The day-long stalemate was particularly notable given its timing the day after the Pennsylvania Democratic presidential primary and the fact that Clinton's and Obama’s votes are unlikely to give the Democrats the 60-vote threshold they will need to break a GOP filibuster.

The bill before the Senate, the Lilly Ledbetter Fair Pay Act, would reverse a 5-4 Supreme Court decision last year that established a 180-day deadline for pay-discrimination lawsuits. Democrats say such a deadline is impractical since most companies shield their pay scales from employees; GOP lawmakers say the bill would dramatically increase frivolous lawsuits.

Republicans accused Majority Leader Harry Reid (D-Nev.) of playing politics with the chamber, issuing a press release that referred to the “Clinton/Obama Senate Shutdown.” Minority Leader Mitch McConnell (R-Ky.) added that the vote was only intended to benefit the “special interest” of “plaintiff’s lawyers.”

“To have the Senate schedule completely revolve around the schedule of the Democratic presidential candidates strikes me as particularly ridiculous,” McConnell said.
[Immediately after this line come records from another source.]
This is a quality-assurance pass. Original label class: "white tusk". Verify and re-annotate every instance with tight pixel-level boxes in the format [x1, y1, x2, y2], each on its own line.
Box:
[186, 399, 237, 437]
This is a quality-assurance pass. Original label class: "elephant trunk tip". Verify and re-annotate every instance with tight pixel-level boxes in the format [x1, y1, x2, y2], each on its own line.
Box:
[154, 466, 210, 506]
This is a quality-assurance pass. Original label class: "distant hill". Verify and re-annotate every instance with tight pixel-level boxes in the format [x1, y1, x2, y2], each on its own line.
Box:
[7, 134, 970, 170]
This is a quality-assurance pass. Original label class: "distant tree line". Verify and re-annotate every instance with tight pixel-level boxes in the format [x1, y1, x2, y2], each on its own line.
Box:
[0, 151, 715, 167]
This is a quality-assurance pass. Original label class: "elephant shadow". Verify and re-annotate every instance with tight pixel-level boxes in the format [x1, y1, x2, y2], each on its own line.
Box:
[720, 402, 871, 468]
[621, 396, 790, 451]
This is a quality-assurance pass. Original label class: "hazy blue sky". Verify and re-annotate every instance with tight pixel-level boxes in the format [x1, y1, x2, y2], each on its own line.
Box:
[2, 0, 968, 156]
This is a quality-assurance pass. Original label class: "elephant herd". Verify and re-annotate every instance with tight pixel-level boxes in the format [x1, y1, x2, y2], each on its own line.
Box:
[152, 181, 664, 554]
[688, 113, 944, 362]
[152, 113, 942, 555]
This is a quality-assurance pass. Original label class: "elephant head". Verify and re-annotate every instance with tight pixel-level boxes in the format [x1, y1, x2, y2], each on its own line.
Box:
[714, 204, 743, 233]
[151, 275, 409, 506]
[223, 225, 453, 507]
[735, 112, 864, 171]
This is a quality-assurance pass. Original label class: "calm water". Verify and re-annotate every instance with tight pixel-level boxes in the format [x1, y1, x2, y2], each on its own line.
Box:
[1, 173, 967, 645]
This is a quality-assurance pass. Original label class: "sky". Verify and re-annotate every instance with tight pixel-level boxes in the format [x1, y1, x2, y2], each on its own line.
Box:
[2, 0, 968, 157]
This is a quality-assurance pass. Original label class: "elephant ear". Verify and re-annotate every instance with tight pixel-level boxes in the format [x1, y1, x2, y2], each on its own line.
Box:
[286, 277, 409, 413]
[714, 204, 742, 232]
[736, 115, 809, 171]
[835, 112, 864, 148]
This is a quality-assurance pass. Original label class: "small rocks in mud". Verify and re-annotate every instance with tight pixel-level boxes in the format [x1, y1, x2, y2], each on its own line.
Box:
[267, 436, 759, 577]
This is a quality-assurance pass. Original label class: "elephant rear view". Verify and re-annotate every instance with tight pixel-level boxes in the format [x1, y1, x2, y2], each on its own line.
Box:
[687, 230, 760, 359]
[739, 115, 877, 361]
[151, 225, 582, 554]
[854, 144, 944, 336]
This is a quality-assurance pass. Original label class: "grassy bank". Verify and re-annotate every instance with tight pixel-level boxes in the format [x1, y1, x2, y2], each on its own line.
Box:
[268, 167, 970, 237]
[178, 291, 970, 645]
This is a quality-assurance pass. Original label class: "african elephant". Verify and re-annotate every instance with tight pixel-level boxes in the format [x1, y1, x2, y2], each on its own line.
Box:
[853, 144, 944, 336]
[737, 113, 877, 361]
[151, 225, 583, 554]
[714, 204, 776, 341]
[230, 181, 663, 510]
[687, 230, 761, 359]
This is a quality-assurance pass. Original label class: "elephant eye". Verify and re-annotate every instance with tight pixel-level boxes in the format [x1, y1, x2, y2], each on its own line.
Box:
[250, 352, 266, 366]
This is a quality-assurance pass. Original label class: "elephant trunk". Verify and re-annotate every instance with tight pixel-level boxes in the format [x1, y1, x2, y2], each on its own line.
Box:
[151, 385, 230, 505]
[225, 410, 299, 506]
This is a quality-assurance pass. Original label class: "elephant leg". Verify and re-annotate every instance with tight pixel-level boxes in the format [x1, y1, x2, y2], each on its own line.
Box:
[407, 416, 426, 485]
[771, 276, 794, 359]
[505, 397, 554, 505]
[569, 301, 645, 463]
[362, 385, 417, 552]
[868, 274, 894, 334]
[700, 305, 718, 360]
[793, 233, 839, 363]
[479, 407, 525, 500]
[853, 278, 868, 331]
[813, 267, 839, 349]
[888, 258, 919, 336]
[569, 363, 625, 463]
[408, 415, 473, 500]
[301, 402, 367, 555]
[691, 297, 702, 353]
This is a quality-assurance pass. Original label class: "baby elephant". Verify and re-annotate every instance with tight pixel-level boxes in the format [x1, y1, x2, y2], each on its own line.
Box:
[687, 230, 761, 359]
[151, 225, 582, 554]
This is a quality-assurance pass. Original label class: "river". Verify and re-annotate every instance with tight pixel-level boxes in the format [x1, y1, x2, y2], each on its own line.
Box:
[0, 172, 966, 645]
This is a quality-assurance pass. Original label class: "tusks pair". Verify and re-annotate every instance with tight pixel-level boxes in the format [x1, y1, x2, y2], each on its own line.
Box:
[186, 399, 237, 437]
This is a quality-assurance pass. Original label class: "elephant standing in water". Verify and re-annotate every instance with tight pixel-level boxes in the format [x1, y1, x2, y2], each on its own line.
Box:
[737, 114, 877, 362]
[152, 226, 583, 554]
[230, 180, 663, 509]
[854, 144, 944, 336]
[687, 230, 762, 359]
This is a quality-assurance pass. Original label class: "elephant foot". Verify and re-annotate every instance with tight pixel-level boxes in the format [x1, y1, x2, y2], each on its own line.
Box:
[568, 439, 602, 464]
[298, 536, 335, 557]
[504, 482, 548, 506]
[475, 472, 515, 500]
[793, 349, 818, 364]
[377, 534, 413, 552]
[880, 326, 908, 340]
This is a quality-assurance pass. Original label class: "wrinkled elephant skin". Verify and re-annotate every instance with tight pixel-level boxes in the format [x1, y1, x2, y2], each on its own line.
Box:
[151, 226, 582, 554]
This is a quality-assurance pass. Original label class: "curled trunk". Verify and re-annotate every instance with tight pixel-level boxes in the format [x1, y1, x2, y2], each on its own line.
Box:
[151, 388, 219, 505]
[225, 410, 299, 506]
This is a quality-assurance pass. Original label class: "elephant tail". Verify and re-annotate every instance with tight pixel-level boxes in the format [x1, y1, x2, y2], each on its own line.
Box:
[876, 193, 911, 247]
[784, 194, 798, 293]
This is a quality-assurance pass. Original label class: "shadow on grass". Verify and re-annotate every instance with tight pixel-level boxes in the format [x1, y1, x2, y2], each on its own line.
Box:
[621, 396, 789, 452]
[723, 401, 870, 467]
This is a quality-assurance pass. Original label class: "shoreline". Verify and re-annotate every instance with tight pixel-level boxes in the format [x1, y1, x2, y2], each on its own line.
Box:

Democratic Senatorial Campaign Committee Chairman Charles Schumer (N.Y.) and Sen. Claire McCaskill (D-Mo.) fired back by arguing that the GOP has staged 67 filibusters to block bills that would benefit Americans. Schumer also emphasized that the Republicans’ own presidential contender, Sen. John McCain (Ariz.), is skipping the vote on an issue important to many U.S. women.

“I’m glad that Sen. Clinton and Sen. Obama care so much about equal pay that they’re willing to come back in the middle of a hard-fought campaign,” Schumer said. “Sen. McCain, whose primary is all over, isn’t coming back. Doesn’t he care about equal pay for women? This is an act of quite a lot of gall.”

Schumer dismissed criticism that the Democrats were staging the vote to embarrass Republicans with a politically sensitive vote, saying the GOP was simply interested in obstructionism.

“They don’t have any answers so they just obstruct,” he said. “It’s the dumbest thing they can do.”